Single by Lola Brooke featuring Billy B
- Released: May 14, 2021
- Genre: Brooklyn drill
- Length: 2:11
- Label: Team Eighty; Arista;
- Songwriters: Shyniece Thomas; Jahdira Atkins;
- Producers: Tsunami; Semibeatzz; Dizzy Banko;

Lola Brooke singles chronology
| "Back to Business" (2021) | "Don't Play with It" (2021) | "Work" (2021) |

Billy B singles chronology
|  | "Don't Play with It" (2021) | "Bachata" (2021) |

Music video
- "Don't Play with It" on YouTube
- "Don't Play with It (Remix)" on YouTube

= Don't Play with It =

2021 single by Lola Brooke featuring Billy B

"Don't Play with It" is a single by American rapper Lola Brooke featuring Billy B. It was released in May 2021 and produced by Dizzy Banko. The song was a sleeper hit, gaining traction through the video-sharing app TikTok in 2022 and becoming the breakout hit of both artists.

==Background==
In an interview with Brooklyn Magazine, when asked how the song came about, Lola Brooke stated, "I was tired of people playing with me, for real. That's really what it was." Brooke was at home when Dizzy Banko was playing her some beats over the phone, and after hearing one of the beats, immediately told him to send it to her. She said, "I was listening to that and I was like 'Don't play with it, don't play with it, don't play with it!'" The song was originally a freestyle; according to Brooke, "I was walking back and forth in the house, and I was like, 'Don't play with it, don't play with it' and I just kept going." After recording the song in the studio, she left an open verse, eventually choosing rapper Billy B for a guest appearance because they were both from Brooklyn.

==Release and promotion==
The song was released on May 14, 2021, along with a music video.
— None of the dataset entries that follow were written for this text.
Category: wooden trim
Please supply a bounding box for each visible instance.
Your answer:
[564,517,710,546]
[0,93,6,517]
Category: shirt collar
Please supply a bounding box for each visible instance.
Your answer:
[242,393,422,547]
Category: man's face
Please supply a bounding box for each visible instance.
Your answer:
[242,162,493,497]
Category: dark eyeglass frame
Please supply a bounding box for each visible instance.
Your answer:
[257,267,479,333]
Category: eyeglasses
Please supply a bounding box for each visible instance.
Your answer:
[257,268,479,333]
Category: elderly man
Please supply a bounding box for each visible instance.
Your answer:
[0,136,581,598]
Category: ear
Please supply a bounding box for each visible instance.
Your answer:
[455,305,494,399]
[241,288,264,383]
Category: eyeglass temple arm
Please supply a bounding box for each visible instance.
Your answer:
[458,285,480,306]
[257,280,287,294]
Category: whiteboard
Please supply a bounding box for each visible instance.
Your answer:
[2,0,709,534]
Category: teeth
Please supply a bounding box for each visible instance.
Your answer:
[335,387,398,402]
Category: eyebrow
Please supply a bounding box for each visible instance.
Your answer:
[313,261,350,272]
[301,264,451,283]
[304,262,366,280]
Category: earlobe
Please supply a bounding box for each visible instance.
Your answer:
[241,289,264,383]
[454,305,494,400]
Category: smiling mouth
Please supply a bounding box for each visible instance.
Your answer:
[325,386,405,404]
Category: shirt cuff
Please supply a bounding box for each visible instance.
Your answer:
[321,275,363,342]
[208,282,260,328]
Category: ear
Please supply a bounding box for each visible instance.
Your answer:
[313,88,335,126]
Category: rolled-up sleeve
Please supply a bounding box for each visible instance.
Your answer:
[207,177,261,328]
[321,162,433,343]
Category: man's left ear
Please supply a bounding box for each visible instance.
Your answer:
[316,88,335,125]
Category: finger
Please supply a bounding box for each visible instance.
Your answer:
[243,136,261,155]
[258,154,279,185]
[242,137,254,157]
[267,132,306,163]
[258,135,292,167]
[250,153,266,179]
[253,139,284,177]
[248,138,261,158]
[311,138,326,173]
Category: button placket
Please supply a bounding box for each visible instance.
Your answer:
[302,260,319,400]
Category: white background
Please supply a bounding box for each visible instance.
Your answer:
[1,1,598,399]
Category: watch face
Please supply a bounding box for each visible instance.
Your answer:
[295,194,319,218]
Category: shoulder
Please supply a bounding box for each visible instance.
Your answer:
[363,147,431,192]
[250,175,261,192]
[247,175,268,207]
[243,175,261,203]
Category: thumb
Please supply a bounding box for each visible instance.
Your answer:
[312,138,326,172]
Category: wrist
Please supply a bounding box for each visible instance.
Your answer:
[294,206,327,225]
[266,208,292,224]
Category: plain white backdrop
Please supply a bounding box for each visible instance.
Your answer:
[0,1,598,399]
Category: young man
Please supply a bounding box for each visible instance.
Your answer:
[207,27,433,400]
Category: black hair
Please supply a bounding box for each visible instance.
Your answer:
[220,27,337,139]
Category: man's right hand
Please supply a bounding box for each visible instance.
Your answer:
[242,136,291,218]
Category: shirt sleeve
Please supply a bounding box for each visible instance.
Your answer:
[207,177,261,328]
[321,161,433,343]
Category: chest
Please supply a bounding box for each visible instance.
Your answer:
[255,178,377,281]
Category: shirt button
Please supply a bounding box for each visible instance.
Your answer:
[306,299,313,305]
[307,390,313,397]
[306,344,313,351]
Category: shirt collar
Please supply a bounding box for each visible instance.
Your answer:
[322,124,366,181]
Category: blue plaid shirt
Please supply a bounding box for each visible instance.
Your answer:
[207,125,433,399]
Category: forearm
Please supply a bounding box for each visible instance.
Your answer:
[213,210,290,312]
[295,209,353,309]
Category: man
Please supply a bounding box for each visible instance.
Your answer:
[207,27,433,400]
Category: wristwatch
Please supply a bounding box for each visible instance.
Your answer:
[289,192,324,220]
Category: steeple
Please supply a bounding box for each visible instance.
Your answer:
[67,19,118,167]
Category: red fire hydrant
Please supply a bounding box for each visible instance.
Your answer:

Lola Brooke garnered further recognition for the song with a performance on "From the Block" in November 2021. It caught widespread attention via TikTok in 2022; by October of that year, the video surpassed over 500,000 views. The song considerably increased in streams on Spotify, amassing two million streams in November 2022. As a result of its success, Brooke received cosigns from various celebrities, including rappers Missy Elliott, Cardi B, Meek Mill, JT of City Girls, Saucy Santana and Pusha T, Ella Mai, Kim Kardashian and Shaquille O'Neal, and eventually signed to Arista Records.

==Remix==
An official remix of the song featuring American rappers Latto and Yung Miami of City Girls was released on March 24, 2023 with an accompanying music video, which was filmed on March 20 in New York City. In an email to Complex, Brooke stated, "I wanted to bring more cities to my world. You have Latto from Atlanta and Yung Miami from Miami and they both go hard for their cities like I do for Brooklyn. The energy was to the ceiling while shooting the music video. We shot it in one day this past Monday, actually. I'll tell y'all this, the NYPD tried to shut my video down twice but we still were able to all do the things we like to doooo. Don't play with us!" The video sees the rappers in the streets and under a freeway overpass, with a large entourage and across the city from Harlem to Brooklyn.

==Charts==

===Weekly charts===

Weekly chart performance for "Don't Play with It"
| Chart (2023) | Peak position |
|---|---|
| US Billboard Hot 100 | 69 |
| US Hot R&B/Hip-Hop Songs (Billboard) | 21 |
| US Mainstream R&B/Hip-Hop Airplay (Billboard) | 2 |
| US R&B/Hip-Hop Airplay (Billboard) | 7 |
| US Rhythmic (Billboard) | 16 |

===Year-end charts===

Year-end chart performance for "Don't Play with It"
| Chart (2023) | Position |
|---|---|
| US Hot R&B/Hip-Hop Songs (Billboard) | 67 |

==Certifications==

Certifications for "Don't Play with It"
| Region | Certification | Certified units/sales |
| United States (RIAA) | Platinum | 1,000,000^{‡} |
^{‡} Sales+streaming figures based on certification alone.